1. A field is in the shape of a rectangle whose length is 130 m and breadth is 95 m respectively. Find the cost of fencing the field at Rs 20 per metre.
\[ \begin{align*} \text{Length} & = 130 \, \text{m} \\ \text{Breadth} & = 95 \, \text{m} \\ \text{Perimeter of the } & \text{rectangle (P)} \\ & = 2 \times (\text{length} + \text{breadth}) \\ & = 2 \times (130 \, \text{m} + 95 \, \text{m}) \\ & = 2 \times 225 \, \text{m} \\ & = 450 \, \text{m} \\ \\ \text{Cost of fencing one metre} & = Rs.\, 20 \\ \text{Total cost} & = \text{Perimeter} \times \text{Cost per metre} \\ & = 450 \, \text{m} \times Rs.\, 20 \\ & = Rs.\, 9000 \\ \\ \text{Answer: The cost of fencing } & \text{ the field is Rs. 9000.} \end{align*} \]
2. Akshay goes three times around a rectangular field whose length and breadth are 25 m and 19 m respectively. How much distance does he cover?
\[ \begin{align*} \text{Length} & = 25 \, \text{m} \\ \text{Breadth} & = 19 \, \text{m} \\ \text{Perimeter} & = 2 \times (\text{length} + \text{breadth}) \\ & = 2 \times (25 \, \text{m} + 19 \, \text{m}) \\ & = 2 \times 44 \, \text{m} \\ & = 88 \, \text{m} \\ \\ \text{Total distance } & \text{covered by Akshay} \\ & = 3 \times \text{Perimeter} \\ & = 3 \times 88 \, \text{m} \\ & = 264 \, \text{m} \\ \text{Answer:} & \quad \text{Akshay covers 264 m.}\\ \end{align*} \]
3. The length of one side of a square field is 25 m. Find the cost of fencing at the rate of Rs 18 per metre.

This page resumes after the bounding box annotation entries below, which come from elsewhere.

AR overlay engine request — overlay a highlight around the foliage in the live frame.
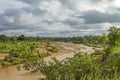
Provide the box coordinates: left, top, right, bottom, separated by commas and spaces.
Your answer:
19, 27, 120, 80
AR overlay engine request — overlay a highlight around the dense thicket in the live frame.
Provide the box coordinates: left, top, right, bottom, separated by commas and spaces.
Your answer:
0, 34, 107, 44
20, 27, 120, 80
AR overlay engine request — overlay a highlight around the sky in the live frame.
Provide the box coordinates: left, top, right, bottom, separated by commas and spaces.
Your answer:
0, 0, 120, 37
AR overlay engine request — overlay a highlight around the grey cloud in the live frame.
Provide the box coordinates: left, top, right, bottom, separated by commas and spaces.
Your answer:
79, 11, 120, 24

\[ \begin{align*} \text{Side of the square field} & = 25 \, \text{m} \\ \text{Perimeter of the square field (P)} & = 4 \times \text{Side} \\ & = 4 \times 25 \, \text{m} \\ & = 100 \, \text{m} \\ \\ \text{Cost of fencing one metre} & = Rs.\, 18 \\ \text{Total cost} & = \text{Perimeter} \times \text{Cost per meter} \\ & = 100 \, \text{m} \times Rs.\, 18 \\ & = Rs.\, 1800 \\ \\ \text{Answer: The cost of fencing } & \text{ the square field is Rs. 1800.} \end{align*} \]
4. Raju ran around a rectangular garden of length 30 m and breadth 15 m. Manu ran around a square field of side 35 m. Who covered more distance and by how much?

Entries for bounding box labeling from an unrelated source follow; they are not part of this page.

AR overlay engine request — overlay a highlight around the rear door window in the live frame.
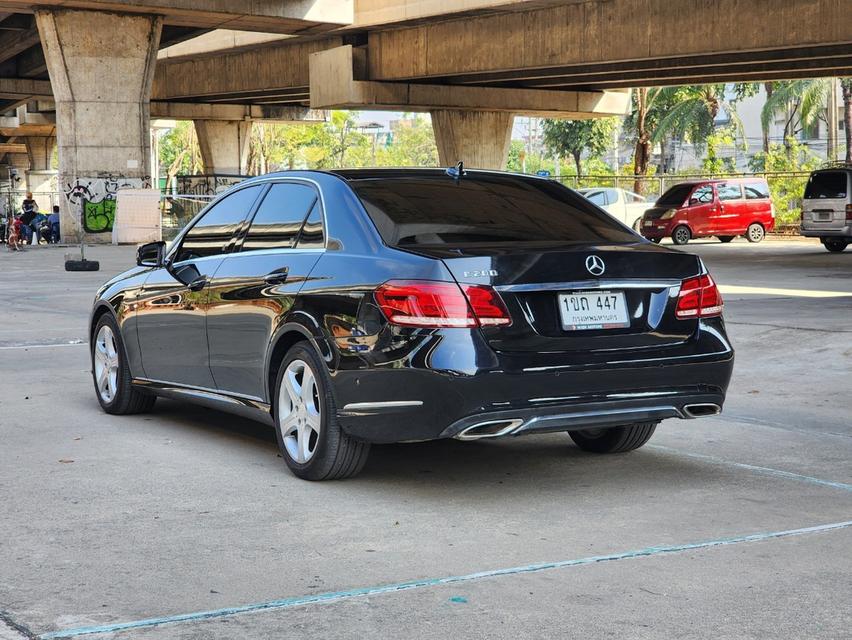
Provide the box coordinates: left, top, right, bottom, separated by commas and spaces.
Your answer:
174, 185, 265, 262
716, 184, 743, 200
350, 175, 636, 246
242, 182, 318, 251
805, 171, 848, 200
743, 182, 769, 200
689, 184, 713, 204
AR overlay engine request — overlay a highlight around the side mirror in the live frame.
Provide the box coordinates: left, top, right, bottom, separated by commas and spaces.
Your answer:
136, 240, 166, 269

\[ \begin{align*} \text{Distance covered } & \text{by Raju} \\ \text{Length} & = 30 \, \text{m} \\ \text{Breadth} & = 15 \, \text{m} \\ \text{Perimeter of rectangle} & = 2 \times (\text{Length} + \text{Breadth}) \\ & = 2 \times (30 \, \text{m} + 15 \, \text{m}) \\ & = 2 \times 45 \, \text{m} \\ & = 90 \, \text{m} \\ \\ \text{Distance covered } & \text{by Manu} \\ \text{Side} & = 35 \, \text{m} \\ \text{Perimeter of square} & = 4 \times \text{Side} \\ & = 4 \times 35 \, \text{m} \\ & = 140 \, \text{m} \\ \\ \text{Manu covered } & \text{ more distance.} \\ \text{Difference} & = 140 \, \text{m} - 90 \, \text{m} \\ & = 50 \, \text{m} \\ \text{Answer: Manu covered } & \text{ 50 m more distance than Raju.} \end{align*} \]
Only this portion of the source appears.